Your country is indeed diverse both in its geography and demography, but fear still exists. A dominant colonial heritage (itself the result of immigration) continues to permeate both the government and the public service. Diversity and multiculturalism have yet to step beyond the sharing of foods, the procession of traditional dances, and the implementation of secular policies aimed at encouraging tolerance and accommodation. Not enough.
Don’t be afraid, Canada. Don’t be afraid.
There is so much that we can learn from each other. Let us put our suspicions aside, cast away our prejudices, and abandon our fears. Let us be enriched by each other through the exchange of ideas, by visiting our foreign neighbors, by hearing the struggles of those who fought to land here.
Yes, we may come from war-torn, impoverished, or otherwise less privileged countries, but the images and sound bites you see on the news do not capture the complexity, the beauty, or the sophistication of our peoples – do not forget that most of us were building civilizations long before you were born. Our cultures are ancient. Our stews have been simmering for centuries.
O Canada. O Dear Canada.
We are not fools. We know how we can behave at times. Forced from our homes due to injustices beyond our control, we arrived gratefully at your doorstep. Many of us doctors, engineers, lawyers, professors, poets, artists, community activists, thinkers, writers, students, people…people…who would give anything to be home. Home.

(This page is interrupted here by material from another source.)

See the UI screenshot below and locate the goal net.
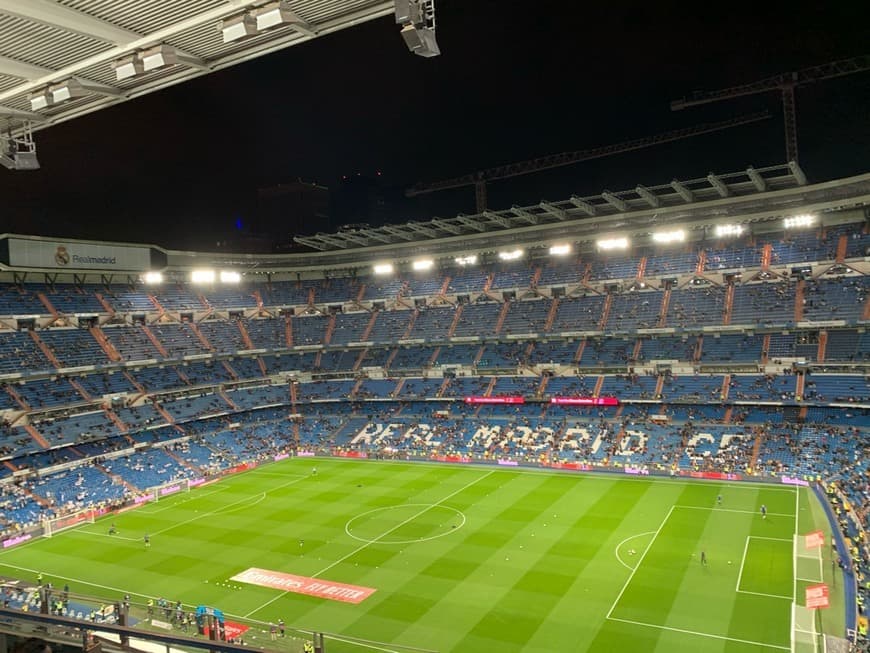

Home is where we build on roots established by our ancestors; where we stem from a branch that has long existed, and that recognizes and appreciates our uniqueness and value; where we are supported and nurtured by many hands never worried about the future because we are grounded in our past.
Please don’t perceive us as pests imposing ourselves into your ordered lives, or like entitled children never appreciating the efforts of the Parent who labours day and night to create a home.
Your home. Our Home.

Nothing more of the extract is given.